Eigenzeit (literally ‘own time’), meaning processes of growth, learning, and change which take place through cyclical events and need a specific length of time, can be found in many places in nature, including the seasons. In the film-essay, motifs of natural processes are examined to uncover their effects: how are they connected with individual human Eigenzeit? How is our health and state of mind affected by processes observable in nature?

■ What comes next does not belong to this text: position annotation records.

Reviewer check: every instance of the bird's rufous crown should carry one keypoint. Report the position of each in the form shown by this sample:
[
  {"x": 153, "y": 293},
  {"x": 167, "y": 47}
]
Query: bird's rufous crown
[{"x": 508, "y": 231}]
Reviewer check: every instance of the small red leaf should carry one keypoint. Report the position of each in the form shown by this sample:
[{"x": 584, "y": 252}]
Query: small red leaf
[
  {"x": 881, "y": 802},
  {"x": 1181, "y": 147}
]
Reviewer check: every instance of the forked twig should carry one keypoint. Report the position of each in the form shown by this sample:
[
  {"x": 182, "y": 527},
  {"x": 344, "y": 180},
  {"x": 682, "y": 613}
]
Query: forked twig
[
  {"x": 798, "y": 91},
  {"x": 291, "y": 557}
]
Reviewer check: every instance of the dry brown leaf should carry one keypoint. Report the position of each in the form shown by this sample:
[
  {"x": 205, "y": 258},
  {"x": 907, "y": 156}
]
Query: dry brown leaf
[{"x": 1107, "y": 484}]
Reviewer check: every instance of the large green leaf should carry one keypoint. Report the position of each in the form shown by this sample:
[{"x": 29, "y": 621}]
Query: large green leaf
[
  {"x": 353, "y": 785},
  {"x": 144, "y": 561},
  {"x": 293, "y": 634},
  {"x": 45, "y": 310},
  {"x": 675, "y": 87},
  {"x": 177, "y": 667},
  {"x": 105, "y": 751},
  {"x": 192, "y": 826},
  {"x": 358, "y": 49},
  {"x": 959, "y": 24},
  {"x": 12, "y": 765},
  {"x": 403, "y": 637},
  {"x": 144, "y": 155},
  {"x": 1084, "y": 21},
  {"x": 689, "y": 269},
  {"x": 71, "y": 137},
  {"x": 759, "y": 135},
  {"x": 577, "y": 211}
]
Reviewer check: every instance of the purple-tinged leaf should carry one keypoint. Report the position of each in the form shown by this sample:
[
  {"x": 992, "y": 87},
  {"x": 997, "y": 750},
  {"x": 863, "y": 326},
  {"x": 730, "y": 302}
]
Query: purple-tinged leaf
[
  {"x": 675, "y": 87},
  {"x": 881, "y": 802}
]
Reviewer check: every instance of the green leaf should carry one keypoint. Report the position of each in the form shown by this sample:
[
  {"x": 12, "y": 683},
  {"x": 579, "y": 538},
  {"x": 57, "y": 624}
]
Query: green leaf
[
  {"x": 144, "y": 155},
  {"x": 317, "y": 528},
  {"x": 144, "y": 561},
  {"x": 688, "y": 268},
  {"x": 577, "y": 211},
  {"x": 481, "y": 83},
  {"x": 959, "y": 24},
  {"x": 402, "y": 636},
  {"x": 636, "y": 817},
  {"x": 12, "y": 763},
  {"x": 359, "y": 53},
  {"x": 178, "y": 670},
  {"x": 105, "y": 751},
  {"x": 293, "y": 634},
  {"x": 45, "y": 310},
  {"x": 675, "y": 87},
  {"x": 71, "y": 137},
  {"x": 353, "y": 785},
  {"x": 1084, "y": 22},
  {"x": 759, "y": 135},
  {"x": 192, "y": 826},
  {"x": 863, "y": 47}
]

        In the parallel image and sound sequences, the film-essay tries in two ways – in what is being represented, and in the form of representation – to make use of cyclical time. One such sequence, repeating itself in varying ways, came about from parallel shots of the same landscape – the camera pans over fields and hills, so that at one point we see it simultaneously in spring and in late summer, and later in late summer and winter. As the film is viewed, the combination of several temporalities should be palpable as a physical implication: watching these simultaneous sequences, it is not about perceiving the linear passing of time through images of ‘the same place at two different points in time’, but instead the interaction involved in comparison enables the gaze to circulate between the two images. My intention is that the invitation to relate the simultaneous temporal components to each other in the moment of viewing should give rise to a flowing kind of viewing, in which the body of the viewer is positioned ‘between the seasons’ [J is for Juxtaposition]. A cyclical concept of time becomes a physical experience as soon as our own lives are understood as part of the cycle.

 

After more than forty minutes in which we almost constantly hear talking, the moment in the film-essay when our gaze wanders across the landscape and only the surrounding noises of the birds and the air can be heard takes on a powerful quietness. Perhaps the last sentences of the voiceover re-echo, explaining that the cycle tracker is a measure against fertility issues and praising it as a lifelong surveillance device for the female body. But perhaps the wordless sequence also causes thought to fall silent. Such scenes ‘without words’, first in the sense of a lack of language within the scene, or moments without comment, pauses in the voiceover, are when viewers are able to let their thoughts wander, and perhaps also trigger mute communication between internal promptings and the visible.

 

According to Siegfried Kracauer, a film recording can only unfold the reality of such “psychophysical correspondences”136 when it reflects an indeterminacy. Natural objects – Kracauer names a gloomy landscape or a laughing face as examples – have cultural meanings, but these can change depending on the context. Thus, the somber landscape, depending on the context, can also mean “defiant intrepidity”, and the laughing face can mean “hysterical fear”.137

 

“Natural objects, then, are sourrounded with a fringe of meanings liable to touch off various moods, emotions, runs of inarticulate thoughts; in other words, they have a theoretically unlimited number of psychological and mental correspondences. […] It is not only the given objects which function as stimuli; psychological events also form nuclei, and of course they on their part have physical correspondences.”138

 

In my use of landscape sequences, I also see similarities with what the film critic Noël Burch has described as “pillow shots”.139 These are characterized as insertions which interrupt the narrative without a clear reason and which do not explicitly contribute anything to it. In a shot which is usually still, a visual element – a landscape, a room empty of people – is shown for considerable time, without anything happening in the sense of a plot. Despite or because of the laconic nature of what is being shown (garden hedge, washing line, huts, electricity masts, etc.), these scenes communicate a feeling, an atmosphere (such as peace or calm). And even without the shot allowing us to recognize an (unambiguous) symbolic meaning, it enables a range of emotional resonances.140 Like subjective camerawork, which lets the observer see what the character sees, pillow shots are able to transfer the invisible feelings of a character to the viewer, or at least to give the viewer time to trace those feelings.